On that note … here’s what’s new to me these past couple of weeks :)

Twitter Bootstrap

I’ve written a lot of demo apps, and while my coding style has changed over the years, one thing has remained constant: they all look fairly terrible. In theory, we’re all smart enough to know that what a demo looks like doesn’t have any bearing on what it explains, but in reality a good-looking demo is simply more compelling, if only because the viewer isn’t distracted by the bad design.
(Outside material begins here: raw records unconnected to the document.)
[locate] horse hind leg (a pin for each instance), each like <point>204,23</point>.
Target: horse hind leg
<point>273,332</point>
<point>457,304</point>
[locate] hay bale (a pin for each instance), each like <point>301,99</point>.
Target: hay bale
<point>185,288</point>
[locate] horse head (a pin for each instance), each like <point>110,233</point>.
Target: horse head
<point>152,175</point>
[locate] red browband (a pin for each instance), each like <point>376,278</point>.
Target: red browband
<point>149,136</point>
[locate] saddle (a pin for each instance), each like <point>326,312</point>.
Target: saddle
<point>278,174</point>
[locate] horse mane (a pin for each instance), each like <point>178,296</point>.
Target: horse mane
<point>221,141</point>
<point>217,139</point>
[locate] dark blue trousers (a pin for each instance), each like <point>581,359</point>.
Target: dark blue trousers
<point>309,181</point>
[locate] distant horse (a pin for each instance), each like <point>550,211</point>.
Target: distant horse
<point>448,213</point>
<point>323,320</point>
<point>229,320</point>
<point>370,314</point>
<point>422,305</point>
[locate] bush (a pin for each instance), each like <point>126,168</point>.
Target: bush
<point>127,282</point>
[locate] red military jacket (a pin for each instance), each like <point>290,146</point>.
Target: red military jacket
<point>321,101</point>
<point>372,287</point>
With this in mind, I decided to give Twitter Bootstrap a try. When I first arrived at the site, I started looking for docs about how to set it up, but it turns out that I vastly overestimated Bootstrap’s complexity. Drop a style tag into your page (and, optionally, another style tag for the responsive CSS), look at the examples, and start writing your markup.

What I really loved is that there were patterns for everything I needed, and those patterns were easy to follow and implement. Within an hour or so I had a respectable-looking HTML page with markup that didn’t seem to suck – that is, it looked good and it was a decent starting point if I ever wanted to apply a custom design.

Node

If you’ve ever talked to me about Node, you know that I have pretty mixed feelings about it – some days I feel like the people writing JavaScript in the browser really would have benefited if the people who have gravitated to Node had stuck around to invest their collective smarts in the world where 99% of JavaScript is still written. But that doesn’t really have anything to do with Node the technology, so much as Node the new shiny thing unburdened by browser differences.

I’ve actually visited Node a couple of times previously – if you haven’t at least installed it, you might be living under a rock – and I was flattered that Garann asked me to review her book Node for Front-End Developers, but past experiences had left me frustrated.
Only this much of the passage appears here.